The dollar has long been the world’s gold standard in determining how other currencies measure up. When the dollar is at a lower value than other world currencies, it can indicate major market and economic troubles within the United States. At other times, the immediate market rush to panic over a falling dollar value seems more like a vast overcorrection versus actually imminent issues.
Current areas of concern about falling dollar values include slowing growth within the US economy, particularly in sectors including manufacturing. Observations about the inversion of the yield curve has resulted in international market chatter about the dollar entering correction territory. World events such as US-China relations amid tariff discussions may also be influencing the current volatility of currency values. In addition, remarks from the Fed about current interest rates have kicked off deeper discussion about where market values may head in coming months.

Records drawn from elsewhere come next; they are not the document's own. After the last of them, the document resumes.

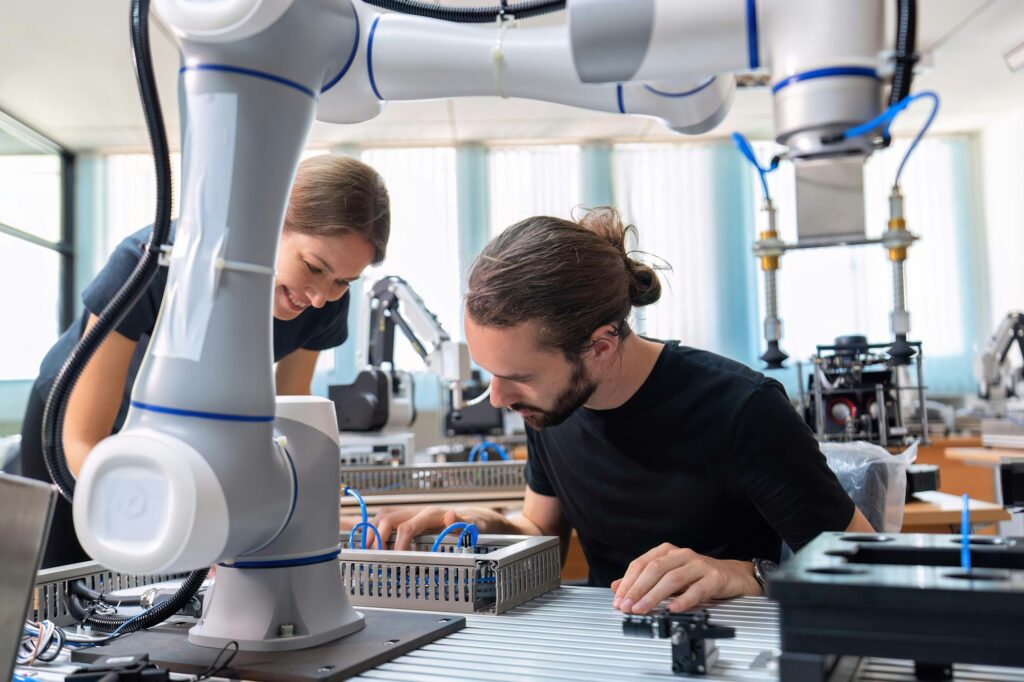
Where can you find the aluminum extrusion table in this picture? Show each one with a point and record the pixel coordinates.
(572, 634)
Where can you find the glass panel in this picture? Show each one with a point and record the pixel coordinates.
(30, 281)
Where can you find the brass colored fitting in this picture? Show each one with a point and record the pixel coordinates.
(768, 262)
(898, 253)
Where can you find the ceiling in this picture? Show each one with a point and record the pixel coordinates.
(68, 73)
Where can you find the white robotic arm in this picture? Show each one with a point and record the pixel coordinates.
(456, 60)
(197, 476)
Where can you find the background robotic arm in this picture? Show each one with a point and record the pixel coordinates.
(197, 475)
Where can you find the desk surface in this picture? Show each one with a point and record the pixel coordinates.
(987, 457)
(934, 508)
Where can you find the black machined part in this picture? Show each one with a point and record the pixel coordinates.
(851, 344)
(690, 632)
(479, 419)
(900, 596)
(361, 406)
(1012, 483)
(774, 356)
(121, 669)
(922, 478)
(901, 350)
(387, 635)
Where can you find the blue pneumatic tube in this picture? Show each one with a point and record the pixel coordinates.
(966, 535)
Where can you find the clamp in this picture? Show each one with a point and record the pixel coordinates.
(693, 650)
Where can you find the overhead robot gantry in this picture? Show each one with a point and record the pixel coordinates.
(208, 469)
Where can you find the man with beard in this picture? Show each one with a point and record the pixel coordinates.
(682, 471)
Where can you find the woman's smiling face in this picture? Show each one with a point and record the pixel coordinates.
(313, 269)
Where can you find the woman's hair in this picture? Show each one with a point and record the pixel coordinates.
(572, 276)
(334, 195)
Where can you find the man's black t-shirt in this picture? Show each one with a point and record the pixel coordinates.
(707, 455)
(314, 329)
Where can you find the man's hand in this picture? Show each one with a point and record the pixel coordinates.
(408, 522)
(668, 570)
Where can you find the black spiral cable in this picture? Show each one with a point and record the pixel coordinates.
(906, 40)
(123, 301)
(463, 14)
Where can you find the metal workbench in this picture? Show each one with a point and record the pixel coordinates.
(573, 634)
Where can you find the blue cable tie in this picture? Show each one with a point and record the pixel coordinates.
(473, 535)
(351, 536)
(966, 535)
(458, 525)
(358, 498)
(501, 452)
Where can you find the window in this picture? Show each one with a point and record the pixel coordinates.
(532, 180)
(35, 260)
(130, 180)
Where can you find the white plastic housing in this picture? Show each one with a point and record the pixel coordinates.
(411, 57)
(147, 503)
(220, 20)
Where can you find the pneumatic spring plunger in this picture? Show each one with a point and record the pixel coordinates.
(769, 248)
(896, 241)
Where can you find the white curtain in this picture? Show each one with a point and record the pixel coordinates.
(1003, 169)
(131, 195)
(424, 246)
(668, 193)
(532, 180)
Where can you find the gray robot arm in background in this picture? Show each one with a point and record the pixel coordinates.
(197, 476)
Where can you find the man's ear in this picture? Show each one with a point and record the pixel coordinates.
(604, 342)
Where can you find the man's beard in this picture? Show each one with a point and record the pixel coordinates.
(581, 387)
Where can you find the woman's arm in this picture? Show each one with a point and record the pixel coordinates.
(96, 397)
(295, 372)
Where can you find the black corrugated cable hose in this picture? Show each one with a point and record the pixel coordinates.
(82, 590)
(56, 402)
(463, 14)
(906, 40)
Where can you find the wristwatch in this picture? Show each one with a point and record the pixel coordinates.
(762, 569)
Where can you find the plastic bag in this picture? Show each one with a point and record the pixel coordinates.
(873, 478)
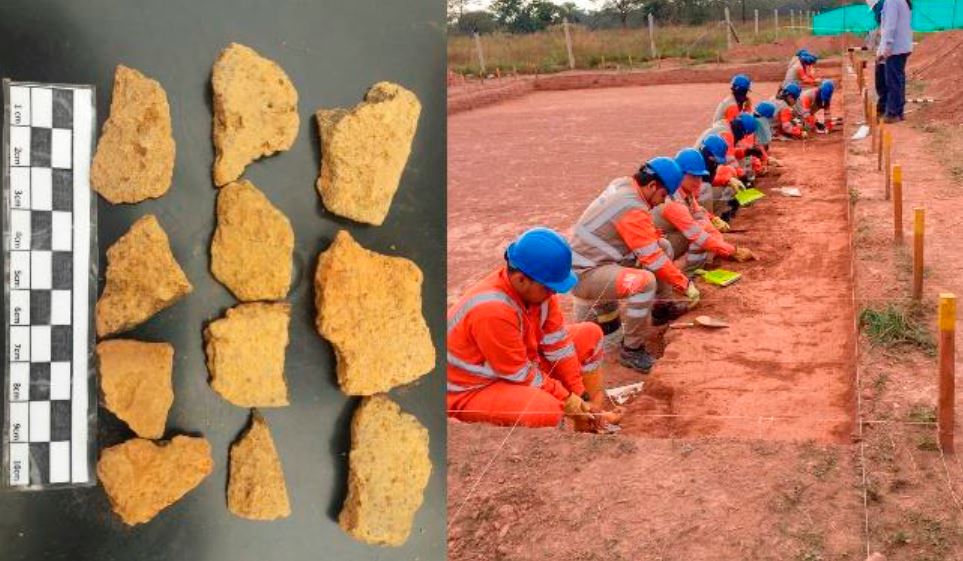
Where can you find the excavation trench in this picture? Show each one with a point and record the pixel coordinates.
(784, 369)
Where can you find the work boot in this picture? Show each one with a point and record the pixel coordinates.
(636, 359)
(667, 310)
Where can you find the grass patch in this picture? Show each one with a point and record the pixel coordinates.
(922, 414)
(545, 51)
(896, 325)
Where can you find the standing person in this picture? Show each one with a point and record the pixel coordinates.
(895, 46)
(872, 43)
(511, 356)
(739, 102)
(620, 256)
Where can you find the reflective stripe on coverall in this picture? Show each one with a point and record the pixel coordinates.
(619, 255)
(728, 109)
(807, 105)
(506, 358)
(802, 75)
(687, 235)
(783, 119)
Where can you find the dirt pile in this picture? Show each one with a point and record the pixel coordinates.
(938, 61)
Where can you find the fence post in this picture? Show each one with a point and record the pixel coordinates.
(919, 221)
(481, 55)
(898, 203)
(728, 30)
(947, 352)
(887, 162)
(568, 44)
(652, 51)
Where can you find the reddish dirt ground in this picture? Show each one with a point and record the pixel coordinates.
(791, 310)
(543, 494)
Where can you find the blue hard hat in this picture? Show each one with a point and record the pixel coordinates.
(766, 109)
(741, 82)
(748, 122)
(691, 162)
(826, 90)
(717, 146)
(545, 257)
(793, 89)
(667, 171)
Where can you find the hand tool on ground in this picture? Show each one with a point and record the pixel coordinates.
(702, 321)
(719, 277)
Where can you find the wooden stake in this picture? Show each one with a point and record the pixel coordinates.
(918, 227)
(568, 44)
(652, 37)
(887, 163)
(481, 55)
(879, 148)
(728, 29)
(945, 416)
(898, 203)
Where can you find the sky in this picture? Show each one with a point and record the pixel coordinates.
(483, 4)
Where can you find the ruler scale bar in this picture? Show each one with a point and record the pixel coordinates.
(48, 436)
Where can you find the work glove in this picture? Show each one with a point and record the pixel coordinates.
(743, 254)
(575, 406)
(719, 224)
(736, 184)
(692, 293)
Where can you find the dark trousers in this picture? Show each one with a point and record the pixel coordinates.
(896, 84)
(880, 88)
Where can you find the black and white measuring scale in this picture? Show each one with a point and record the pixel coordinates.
(50, 273)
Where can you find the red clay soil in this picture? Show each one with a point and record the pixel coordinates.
(915, 493)
(549, 494)
(782, 370)
(465, 94)
(938, 61)
(823, 46)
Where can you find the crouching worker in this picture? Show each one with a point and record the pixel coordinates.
(697, 238)
(511, 357)
(784, 122)
(811, 102)
(620, 257)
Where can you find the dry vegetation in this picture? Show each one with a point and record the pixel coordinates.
(544, 51)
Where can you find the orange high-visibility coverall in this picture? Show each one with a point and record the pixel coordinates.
(701, 239)
(806, 107)
(728, 109)
(800, 73)
(508, 362)
(783, 119)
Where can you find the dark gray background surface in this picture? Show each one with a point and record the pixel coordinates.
(332, 51)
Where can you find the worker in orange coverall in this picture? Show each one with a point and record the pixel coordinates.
(802, 69)
(511, 357)
(784, 121)
(696, 238)
(744, 159)
(811, 102)
(739, 102)
(620, 256)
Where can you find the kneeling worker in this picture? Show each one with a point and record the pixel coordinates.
(511, 358)
(697, 239)
(619, 255)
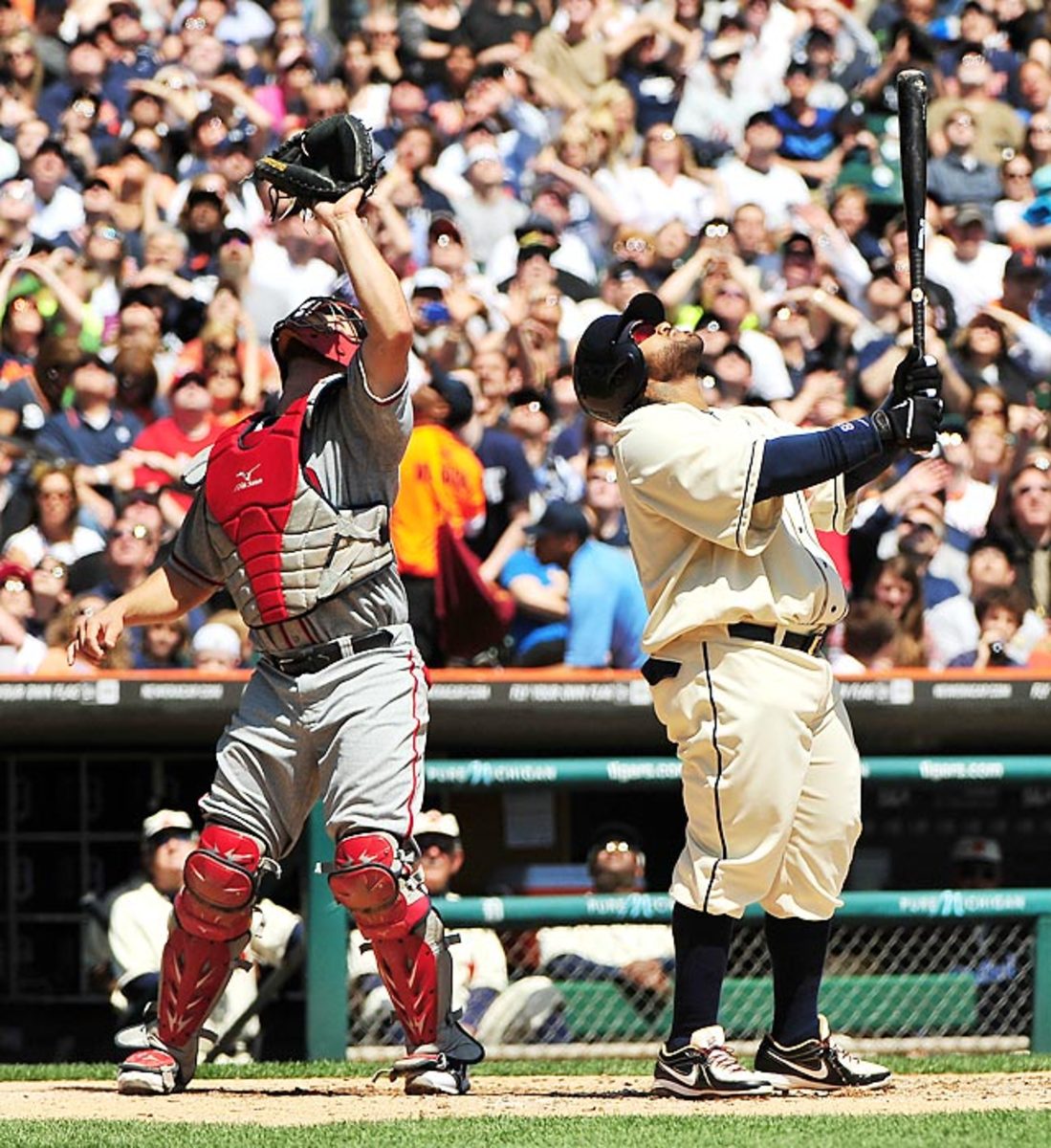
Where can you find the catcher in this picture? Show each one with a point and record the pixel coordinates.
(292, 516)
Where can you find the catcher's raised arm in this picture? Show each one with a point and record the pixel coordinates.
(329, 170)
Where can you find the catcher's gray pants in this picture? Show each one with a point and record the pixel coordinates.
(352, 735)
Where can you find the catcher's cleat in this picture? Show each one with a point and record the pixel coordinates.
(820, 1065)
(448, 1078)
(706, 1068)
(149, 1072)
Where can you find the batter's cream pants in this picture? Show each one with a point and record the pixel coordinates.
(771, 779)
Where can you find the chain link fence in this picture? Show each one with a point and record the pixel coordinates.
(906, 981)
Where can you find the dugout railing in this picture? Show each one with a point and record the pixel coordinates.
(924, 968)
(946, 755)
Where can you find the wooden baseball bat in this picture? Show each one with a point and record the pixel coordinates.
(912, 120)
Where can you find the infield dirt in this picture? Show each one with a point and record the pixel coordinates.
(321, 1101)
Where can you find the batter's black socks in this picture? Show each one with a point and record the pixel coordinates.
(798, 954)
(701, 951)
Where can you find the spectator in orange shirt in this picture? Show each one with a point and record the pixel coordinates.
(441, 483)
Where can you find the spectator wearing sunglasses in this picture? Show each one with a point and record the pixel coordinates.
(19, 651)
(54, 529)
(1025, 523)
(131, 549)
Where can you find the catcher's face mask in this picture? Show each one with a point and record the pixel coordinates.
(328, 326)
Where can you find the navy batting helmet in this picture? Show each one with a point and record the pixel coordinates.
(609, 372)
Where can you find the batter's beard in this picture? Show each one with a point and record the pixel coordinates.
(677, 360)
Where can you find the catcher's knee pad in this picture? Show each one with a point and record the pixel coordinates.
(417, 971)
(194, 974)
(380, 883)
(220, 884)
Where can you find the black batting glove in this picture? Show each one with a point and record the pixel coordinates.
(916, 374)
(911, 424)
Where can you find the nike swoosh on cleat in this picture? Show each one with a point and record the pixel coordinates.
(689, 1078)
(796, 1071)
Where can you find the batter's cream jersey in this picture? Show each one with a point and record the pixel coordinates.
(354, 445)
(139, 924)
(707, 552)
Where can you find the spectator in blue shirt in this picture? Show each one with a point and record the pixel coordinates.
(809, 139)
(92, 431)
(607, 609)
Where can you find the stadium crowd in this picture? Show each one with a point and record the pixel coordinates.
(544, 161)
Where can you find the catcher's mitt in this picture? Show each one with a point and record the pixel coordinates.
(320, 164)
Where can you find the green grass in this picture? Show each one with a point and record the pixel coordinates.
(907, 1066)
(701, 1130)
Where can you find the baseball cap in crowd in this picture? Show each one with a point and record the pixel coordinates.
(189, 378)
(1023, 264)
(53, 146)
(202, 194)
(535, 400)
(217, 638)
(968, 213)
(799, 244)
(723, 47)
(799, 67)
(457, 394)
(15, 572)
(536, 236)
(444, 225)
(168, 824)
(434, 824)
(430, 279)
(977, 849)
(758, 118)
(553, 188)
(480, 153)
(90, 359)
(234, 235)
(624, 271)
(561, 518)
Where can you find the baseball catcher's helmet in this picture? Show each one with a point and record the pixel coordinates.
(608, 371)
(329, 327)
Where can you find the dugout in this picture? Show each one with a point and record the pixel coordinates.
(530, 762)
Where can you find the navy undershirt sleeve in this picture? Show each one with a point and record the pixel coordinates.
(799, 460)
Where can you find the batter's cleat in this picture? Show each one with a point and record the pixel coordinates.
(820, 1065)
(149, 1072)
(706, 1068)
(428, 1071)
(446, 1079)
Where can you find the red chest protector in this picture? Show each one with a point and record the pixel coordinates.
(251, 487)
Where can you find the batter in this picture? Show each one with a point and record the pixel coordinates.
(292, 516)
(722, 509)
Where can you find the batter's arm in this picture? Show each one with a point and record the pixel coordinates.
(163, 597)
(384, 353)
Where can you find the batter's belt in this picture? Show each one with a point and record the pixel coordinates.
(659, 670)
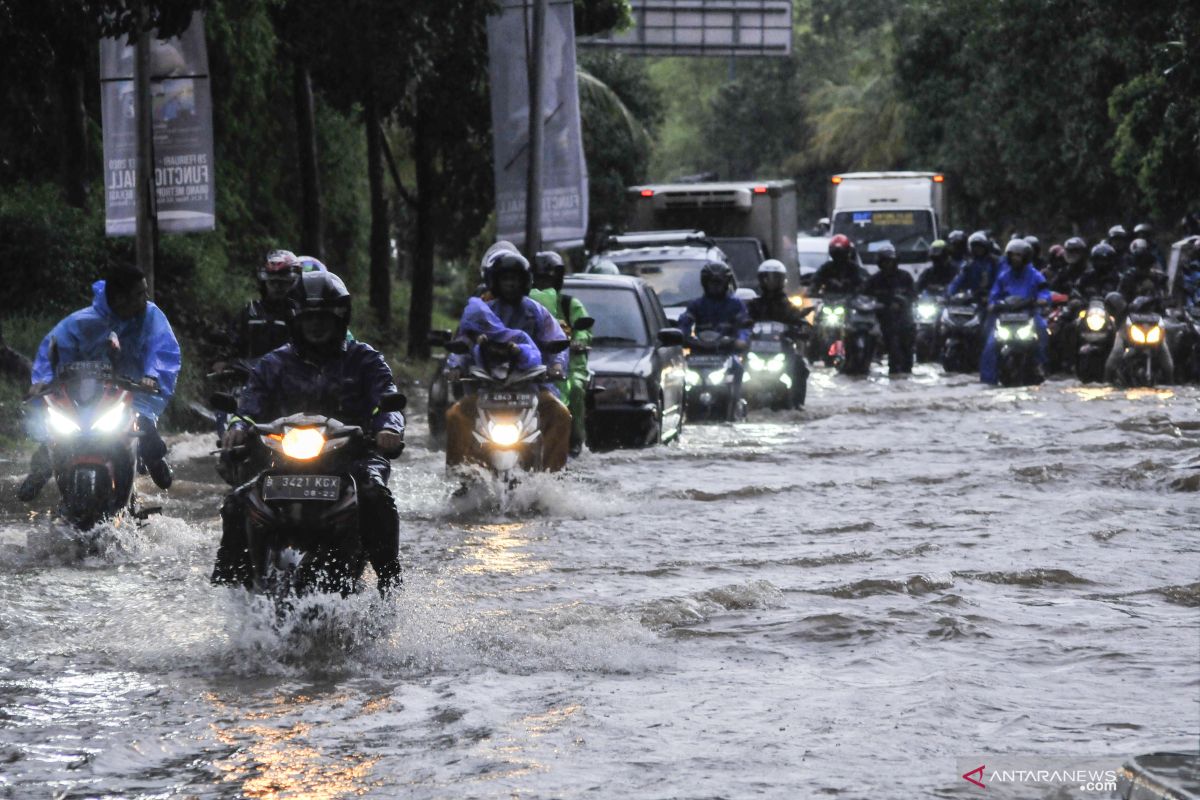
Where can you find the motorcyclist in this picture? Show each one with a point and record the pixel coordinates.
(841, 275)
(321, 372)
(1103, 276)
(941, 271)
(149, 354)
(979, 272)
(893, 289)
(549, 272)
(509, 280)
(1017, 278)
(774, 306)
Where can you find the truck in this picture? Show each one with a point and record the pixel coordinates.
(907, 209)
(748, 221)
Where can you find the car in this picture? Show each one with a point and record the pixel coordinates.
(637, 394)
(671, 270)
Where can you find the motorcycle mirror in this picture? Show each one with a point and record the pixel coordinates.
(393, 402)
(671, 337)
(223, 402)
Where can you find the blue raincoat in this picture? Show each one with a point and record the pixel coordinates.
(148, 348)
(1030, 284)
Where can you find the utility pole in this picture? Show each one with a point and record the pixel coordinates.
(537, 126)
(148, 215)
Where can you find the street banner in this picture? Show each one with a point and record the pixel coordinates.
(183, 132)
(564, 200)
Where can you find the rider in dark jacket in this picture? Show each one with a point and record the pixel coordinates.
(774, 306)
(893, 289)
(319, 372)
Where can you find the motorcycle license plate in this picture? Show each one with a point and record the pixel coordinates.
(301, 487)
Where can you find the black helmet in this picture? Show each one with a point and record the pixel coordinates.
(718, 274)
(505, 263)
(1103, 256)
(319, 296)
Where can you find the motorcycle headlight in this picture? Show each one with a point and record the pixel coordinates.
(303, 444)
(504, 434)
(1096, 320)
(63, 425)
(109, 420)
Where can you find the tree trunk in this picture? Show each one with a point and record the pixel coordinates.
(379, 247)
(420, 314)
(312, 239)
(75, 136)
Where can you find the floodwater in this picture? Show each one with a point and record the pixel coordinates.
(845, 601)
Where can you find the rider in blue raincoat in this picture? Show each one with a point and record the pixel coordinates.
(149, 354)
(1017, 278)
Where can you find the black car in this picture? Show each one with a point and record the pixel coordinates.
(637, 360)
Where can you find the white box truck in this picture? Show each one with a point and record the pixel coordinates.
(907, 209)
(736, 215)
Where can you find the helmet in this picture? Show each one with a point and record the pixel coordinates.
(509, 262)
(310, 264)
(321, 313)
(772, 276)
(1103, 256)
(839, 245)
(718, 274)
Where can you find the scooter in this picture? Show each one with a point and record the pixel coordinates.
(303, 525)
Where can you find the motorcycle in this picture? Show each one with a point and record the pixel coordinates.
(774, 348)
(93, 440)
(507, 423)
(1144, 337)
(1096, 329)
(927, 313)
(1017, 336)
(303, 509)
(713, 390)
(855, 353)
(961, 324)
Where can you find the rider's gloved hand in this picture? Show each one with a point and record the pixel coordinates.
(390, 443)
(234, 438)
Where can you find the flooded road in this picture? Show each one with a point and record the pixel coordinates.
(838, 602)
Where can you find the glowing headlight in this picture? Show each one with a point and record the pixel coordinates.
(61, 423)
(108, 421)
(505, 434)
(303, 443)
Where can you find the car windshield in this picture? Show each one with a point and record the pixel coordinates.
(617, 313)
(910, 230)
(677, 281)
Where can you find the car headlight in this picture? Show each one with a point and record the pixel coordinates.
(303, 444)
(108, 421)
(63, 425)
(504, 434)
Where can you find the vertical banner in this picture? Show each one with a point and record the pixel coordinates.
(564, 200)
(183, 132)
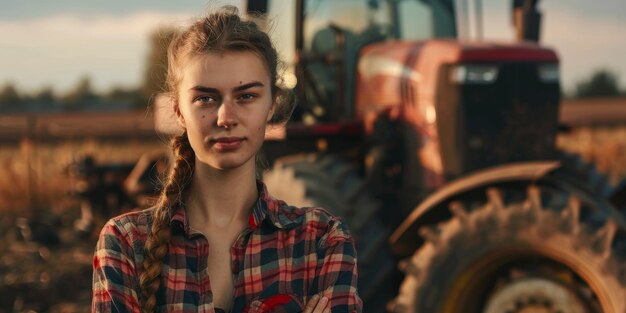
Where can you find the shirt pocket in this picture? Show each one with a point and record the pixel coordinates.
(281, 303)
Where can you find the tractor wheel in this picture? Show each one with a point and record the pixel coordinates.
(326, 181)
(538, 250)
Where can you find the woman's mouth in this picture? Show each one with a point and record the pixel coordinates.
(227, 143)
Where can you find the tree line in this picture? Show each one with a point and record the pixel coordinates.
(602, 83)
(83, 96)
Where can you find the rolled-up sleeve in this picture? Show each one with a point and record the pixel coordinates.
(338, 274)
(114, 275)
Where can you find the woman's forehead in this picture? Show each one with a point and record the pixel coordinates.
(225, 69)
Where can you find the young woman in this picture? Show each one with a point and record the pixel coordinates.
(217, 241)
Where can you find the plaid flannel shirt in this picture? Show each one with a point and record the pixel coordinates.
(283, 257)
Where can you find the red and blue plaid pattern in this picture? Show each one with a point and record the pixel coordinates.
(284, 256)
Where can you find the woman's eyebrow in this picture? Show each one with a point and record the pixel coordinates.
(238, 88)
(204, 89)
(248, 85)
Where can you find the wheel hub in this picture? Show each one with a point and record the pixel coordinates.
(535, 295)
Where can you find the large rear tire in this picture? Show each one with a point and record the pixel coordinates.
(534, 251)
(328, 182)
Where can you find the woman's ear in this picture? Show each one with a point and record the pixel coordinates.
(179, 116)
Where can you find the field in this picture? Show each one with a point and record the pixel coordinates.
(35, 182)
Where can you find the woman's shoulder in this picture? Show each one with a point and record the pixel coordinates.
(317, 220)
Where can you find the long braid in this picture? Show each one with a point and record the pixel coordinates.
(157, 244)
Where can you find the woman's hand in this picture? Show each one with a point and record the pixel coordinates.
(317, 304)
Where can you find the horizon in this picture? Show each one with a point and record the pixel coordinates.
(108, 42)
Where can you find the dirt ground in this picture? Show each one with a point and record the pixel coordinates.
(46, 266)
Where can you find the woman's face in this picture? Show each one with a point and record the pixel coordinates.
(224, 103)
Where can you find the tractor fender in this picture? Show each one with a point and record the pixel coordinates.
(401, 239)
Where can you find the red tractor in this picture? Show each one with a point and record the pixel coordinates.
(439, 153)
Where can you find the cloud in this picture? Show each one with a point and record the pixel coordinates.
(56, 50)
(584, 42)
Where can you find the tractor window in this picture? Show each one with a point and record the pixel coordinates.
(415, 20)
(354, 16)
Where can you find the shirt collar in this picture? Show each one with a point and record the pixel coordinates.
(276, 212)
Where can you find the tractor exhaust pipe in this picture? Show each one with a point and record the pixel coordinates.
(526, 20)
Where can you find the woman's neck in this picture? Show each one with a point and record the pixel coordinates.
(221, 199)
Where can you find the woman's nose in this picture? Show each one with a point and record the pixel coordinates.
(226, 115)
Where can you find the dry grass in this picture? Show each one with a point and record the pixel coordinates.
(35, 177)
(604, 146)
(50, 185)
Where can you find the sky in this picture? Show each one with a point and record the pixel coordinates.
(55, 43)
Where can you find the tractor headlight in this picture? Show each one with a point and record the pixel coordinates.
(549, 72)
(474, 74)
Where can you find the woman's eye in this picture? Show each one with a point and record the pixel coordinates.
(205, 100)
(246, 97)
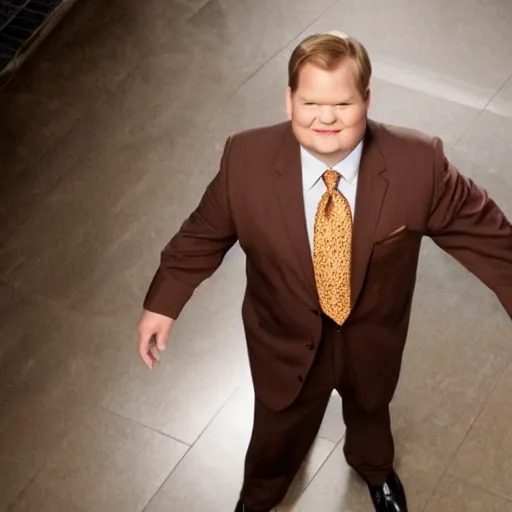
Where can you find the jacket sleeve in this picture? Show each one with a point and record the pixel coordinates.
(197, 250)
(469, 226)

Several other world currencies are also experiencing setbacks and lowered values, including the Australian dollar. Both the Aussie and American dollar have lost nearly a full percentage point against the Japanese yen. Traders on all sides of the Pacific are watching extremely closely to determine what may happen next and how to change their market positions as a result. Foreign exchange or Forex traders are accustomed to sharp rises and declines. As the foreign exchange market is a 24/7 operation, traders rely on the flow of information out of various parts of the world to best inform their trade decisions, with beginning traders carefully mimicking the positions and decisions of experienced counterparts.
As the Fed prepares to potentially deliver an interest rate hike in coming months, investors are poised to respond based on that speculation as well as the release of November economic indicators and results from the 2018 holiday shopping season. Each factor may weigh prominently in how the Forex and domestic markets enter the 2019 trading year.